本当に昔から付き合いがあって、そして昔から仲が悪かったのだなと思いながら康太は眉をひそめる。


思えば小百合とエアリスがどれくらい昔から知り合っているのか、康太はまだ知らないのだ。


一度聞いてみてもいいかもなと思っていると幸彦が何やら剣のようなものを取り出してこちらにやってきた。


「これこれ・・・懐かしいなぁ」


「幸兄さん・・・それって」


「そうだよ、君の初めての装備だ」


テーブルの上に置いたその剣は非常に細身で、長さもそれほどない所謂レイピアと呼ばれるものだった。
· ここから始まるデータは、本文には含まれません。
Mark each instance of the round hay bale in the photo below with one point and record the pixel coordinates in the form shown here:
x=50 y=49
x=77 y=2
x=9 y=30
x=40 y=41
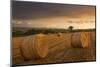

筋力のないころの装備だったのだろう、あちこちに傷がついているがそれよりも康太が注目したのはその刀身だった。


鞘から取り出すとその刀身は中心部分で綺麗に折れているのがわかる。


折れているだけではなくところどころに刃こぼれが目立つ。相当使い込んだのだという事だけは理解できた。


「懐かしい・・・まだとってあったんですね」


「こういうものを捨てることはできないからね。まぁこういう形で思い出を残すっていう事もあるってことさ」


「へぇ・・・すごいですねこれ・・・」


康太は折れたレイピアを軽く握り振ってみる。非常に軽く、これが小百合のために用意されている女性用の武具であるということにすぐ気付いた。なにせ柄の部分にクラリスという名前が彫ってあるのだ。


小百合と共に戦い、その傷を深めていったという事がこの剣からは読み取れた。